Investors Assessing Micro Impact as Tax Bill Passes

By Joyce Yu

Philadelphia, PA–World markets offered a muted reception on Thursday to the passage of U.S. tax cuts as potential benefits to company bottom lines were already priced in. With U.S. President Trump expected to sign the bill before Christmas, analysts, investors and companies are examining carefully the details of the tax bill and how they are going to impact businesses.

Undoubtedly, lower taxes mean higher earnings and higher earnings which will drive stock prices higher, but how it affects individual companies is not yet known.

“It feels like the macro is priced in, but the micro isn’t,” Nicholas Colas, cofounder of DataTrek, a research firm, shared with the Financial Times. “The macro is priced in because the expectation for tax reform started the day after the election and got factored into stock prices over the last 12 months.”

Such a complex overhaul with so many countervailing forces — a tax cut but also changes to how companies can deduct interest on debt and expense spending — may take “days, weeks or months” to assess for individual companies and investors that buy and sell their shares, Mr Colas says.

Research firm FactSet keeps its corporate earnings projections for 2018, where profits per share are seen rising 11.4%, according to the Financial Times.

“Most analysts may wait until the fourth-quarter earnings season in January to revise their estimates, as companies will likely provide more commentary around the tax changes then,” says John Butters, a senior earnings analyst at FactSet.

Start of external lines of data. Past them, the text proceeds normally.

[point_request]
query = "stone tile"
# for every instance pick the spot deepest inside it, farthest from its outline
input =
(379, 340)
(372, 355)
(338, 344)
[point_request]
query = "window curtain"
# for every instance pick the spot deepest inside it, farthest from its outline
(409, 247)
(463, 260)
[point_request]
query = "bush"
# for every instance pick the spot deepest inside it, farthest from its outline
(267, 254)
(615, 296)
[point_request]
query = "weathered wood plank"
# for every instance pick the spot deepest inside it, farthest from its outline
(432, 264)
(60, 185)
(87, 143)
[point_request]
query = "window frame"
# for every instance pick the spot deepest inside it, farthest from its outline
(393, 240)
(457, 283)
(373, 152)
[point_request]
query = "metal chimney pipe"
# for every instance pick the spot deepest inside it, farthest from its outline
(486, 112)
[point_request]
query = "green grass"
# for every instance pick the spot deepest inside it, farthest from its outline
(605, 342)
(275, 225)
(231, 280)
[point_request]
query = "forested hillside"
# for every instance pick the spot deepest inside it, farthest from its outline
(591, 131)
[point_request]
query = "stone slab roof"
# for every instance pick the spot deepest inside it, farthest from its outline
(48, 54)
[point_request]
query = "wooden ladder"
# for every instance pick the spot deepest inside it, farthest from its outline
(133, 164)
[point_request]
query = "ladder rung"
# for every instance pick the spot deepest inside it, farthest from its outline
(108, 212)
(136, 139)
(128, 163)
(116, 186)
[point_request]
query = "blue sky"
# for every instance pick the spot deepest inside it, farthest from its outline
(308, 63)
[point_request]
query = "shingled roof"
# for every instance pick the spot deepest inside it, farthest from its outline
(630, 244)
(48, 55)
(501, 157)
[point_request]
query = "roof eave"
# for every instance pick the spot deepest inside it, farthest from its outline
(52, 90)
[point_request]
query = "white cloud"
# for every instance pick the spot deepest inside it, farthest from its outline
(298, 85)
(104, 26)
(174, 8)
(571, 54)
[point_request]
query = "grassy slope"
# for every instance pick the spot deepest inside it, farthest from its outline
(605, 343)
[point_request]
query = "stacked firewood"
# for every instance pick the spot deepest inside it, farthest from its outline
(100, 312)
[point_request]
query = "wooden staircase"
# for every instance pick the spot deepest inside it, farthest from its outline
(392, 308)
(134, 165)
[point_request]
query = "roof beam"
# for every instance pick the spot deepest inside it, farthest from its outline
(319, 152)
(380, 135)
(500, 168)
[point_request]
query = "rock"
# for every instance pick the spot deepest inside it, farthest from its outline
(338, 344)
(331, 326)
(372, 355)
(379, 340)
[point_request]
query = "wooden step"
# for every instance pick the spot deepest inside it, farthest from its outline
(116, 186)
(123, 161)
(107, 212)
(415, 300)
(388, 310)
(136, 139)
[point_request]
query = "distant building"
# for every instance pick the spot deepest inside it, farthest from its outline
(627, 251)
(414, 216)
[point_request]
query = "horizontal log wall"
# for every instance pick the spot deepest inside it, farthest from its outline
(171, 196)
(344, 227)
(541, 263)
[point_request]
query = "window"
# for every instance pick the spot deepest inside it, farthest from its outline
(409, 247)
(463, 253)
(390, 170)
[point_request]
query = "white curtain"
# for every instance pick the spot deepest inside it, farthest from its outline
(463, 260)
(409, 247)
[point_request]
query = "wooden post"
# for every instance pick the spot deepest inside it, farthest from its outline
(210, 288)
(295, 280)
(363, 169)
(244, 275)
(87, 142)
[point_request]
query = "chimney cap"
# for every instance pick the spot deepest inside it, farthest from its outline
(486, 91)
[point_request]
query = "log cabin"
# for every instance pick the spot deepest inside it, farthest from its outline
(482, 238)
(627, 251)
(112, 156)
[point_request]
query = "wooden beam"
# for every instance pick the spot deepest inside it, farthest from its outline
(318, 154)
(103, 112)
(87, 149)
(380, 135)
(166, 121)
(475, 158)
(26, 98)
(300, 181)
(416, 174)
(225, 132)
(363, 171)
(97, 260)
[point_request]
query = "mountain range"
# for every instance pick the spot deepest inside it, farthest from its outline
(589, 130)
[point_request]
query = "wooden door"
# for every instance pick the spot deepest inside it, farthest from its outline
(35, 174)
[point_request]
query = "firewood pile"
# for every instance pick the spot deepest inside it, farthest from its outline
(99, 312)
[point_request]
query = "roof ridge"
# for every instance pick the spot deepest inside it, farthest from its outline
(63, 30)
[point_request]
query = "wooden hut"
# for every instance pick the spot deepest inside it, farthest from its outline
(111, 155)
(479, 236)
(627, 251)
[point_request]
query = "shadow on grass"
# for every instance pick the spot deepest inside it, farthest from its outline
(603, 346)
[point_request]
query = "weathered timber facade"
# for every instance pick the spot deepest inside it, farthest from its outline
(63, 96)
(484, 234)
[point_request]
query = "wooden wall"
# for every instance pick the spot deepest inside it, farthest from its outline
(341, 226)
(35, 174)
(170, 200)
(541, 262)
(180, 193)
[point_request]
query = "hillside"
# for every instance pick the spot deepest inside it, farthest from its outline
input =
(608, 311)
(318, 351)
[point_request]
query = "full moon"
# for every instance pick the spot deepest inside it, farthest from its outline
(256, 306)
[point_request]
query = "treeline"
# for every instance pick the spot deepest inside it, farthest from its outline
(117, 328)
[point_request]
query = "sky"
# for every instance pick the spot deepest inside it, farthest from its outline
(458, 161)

While corporate tax rate is lowered to 21% from 35%, companies pay different effective rates and multinationals that have cash flows in different countries with different tax regimes generally pay a lower rate. Therefore investors shouldn’t assume companies will all benefit to the same extent

For instance, financial firms and small-cap stocks that pay high effective tax rates set to become bigger beneficiaries of the bill. At the same time, technology groups are known for holding large amount of cash overseas, thus lowering their tax rates. Among tech firms, Apple would reap the most benefits comparing with its peers like Amazon, Facebook and Netflix,, according to a Financial Times report.

It remains however yet unclear which companies may bring back money and what they will do with it — capital expenditures, stock repurchases and M&A are all possibilities.